If this doesn't work, then I do have a more complex suggestion or two.

madmaxnj
February 2nd, 2009, 01:00 PM
jeff@jeff-desktop:~$ curlftpfs ftp://192.168.0.101/public /media
Error connecting to ftp: Server denied you to change to the given directory

This is what I got right away after booting up. Then I connected to the bookmark for the share, opened File Browser and navigated to some files, and tried this command line again with the same error message.

So then I try this

jeff@jeff-desktop:~$ curlftpfs ftp://192.168.0.101/public /media/share -o user="user:pass"
fusermount: failed to open /etc/fuse.conf: Permission denied
fusermount: user has no write access to mountpoint /media/share
jeff@jeff-desktop:~$ sudo curlftpfs ftp://192.168.0.101/public /media/share -o user="user:pass"
[sudo] password for jeff:
jeff@jeff-desktop:~$

This may have worked, but when I navigate to the folder in File Browser I get this error message:
The folder contents could not be displayed.
You do not have the permissions necessary to view the contents of "share".

I'm trying to figure out how to change the permissions to /media so I can try and look in there. It seems that I can't do any admin changes through the guis and always need to figure it out through Terminal.

nixscripter
February 2nd, 2009, 04:33 PM
Silly question: you logged in as Jeff before with FTP, and you could see and fetch all the files, right?

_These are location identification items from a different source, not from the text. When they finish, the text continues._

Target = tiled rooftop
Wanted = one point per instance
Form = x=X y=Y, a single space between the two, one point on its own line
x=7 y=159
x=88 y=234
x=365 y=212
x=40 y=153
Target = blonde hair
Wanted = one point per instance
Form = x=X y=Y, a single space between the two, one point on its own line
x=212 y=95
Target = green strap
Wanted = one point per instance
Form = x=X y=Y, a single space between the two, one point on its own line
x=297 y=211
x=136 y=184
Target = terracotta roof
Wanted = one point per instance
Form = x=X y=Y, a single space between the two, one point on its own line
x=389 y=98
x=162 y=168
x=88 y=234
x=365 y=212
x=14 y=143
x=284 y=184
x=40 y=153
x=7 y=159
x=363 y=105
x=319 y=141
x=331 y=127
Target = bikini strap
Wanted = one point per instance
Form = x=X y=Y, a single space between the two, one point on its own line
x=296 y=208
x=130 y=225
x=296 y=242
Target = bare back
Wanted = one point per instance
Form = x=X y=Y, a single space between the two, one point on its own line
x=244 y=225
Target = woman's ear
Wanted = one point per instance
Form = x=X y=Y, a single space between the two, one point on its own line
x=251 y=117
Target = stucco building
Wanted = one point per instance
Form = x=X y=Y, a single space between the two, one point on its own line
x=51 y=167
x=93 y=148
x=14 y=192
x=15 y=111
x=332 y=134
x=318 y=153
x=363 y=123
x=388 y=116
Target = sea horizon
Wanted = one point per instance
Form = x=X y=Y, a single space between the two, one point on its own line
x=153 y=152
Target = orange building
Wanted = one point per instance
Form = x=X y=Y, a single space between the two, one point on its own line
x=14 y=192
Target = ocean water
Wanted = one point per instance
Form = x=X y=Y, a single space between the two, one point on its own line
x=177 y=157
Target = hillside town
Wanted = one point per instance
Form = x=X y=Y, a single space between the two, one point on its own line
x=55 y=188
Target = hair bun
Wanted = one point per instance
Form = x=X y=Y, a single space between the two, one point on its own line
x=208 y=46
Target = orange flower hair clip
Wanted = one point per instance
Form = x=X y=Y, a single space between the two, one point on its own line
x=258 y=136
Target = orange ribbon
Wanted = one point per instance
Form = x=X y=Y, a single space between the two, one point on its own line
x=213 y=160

If you still can, then try another version with some more options:


sudo curlftpfs -f -r -o uid=[local Jeff's UID] --user=jeff:[remote password] 192.168.0.101 /media/share

This will have the system give the local user Jeff access to the files, which might have been your problem before.

If you can get this working, I suggest putting your FTP server into a jail root to avoid giving access to your entire disk.

cybermatthieu
August 13th, 2009, 07:16 PM
I also had the error :

Error connecting to ftp: Server denied you to change to the given directory


for that same knid of mount as yours:

curlftpfs ftp://192.168.0.101/public /media

I fixed it by adding a second backslash after the servername or ip.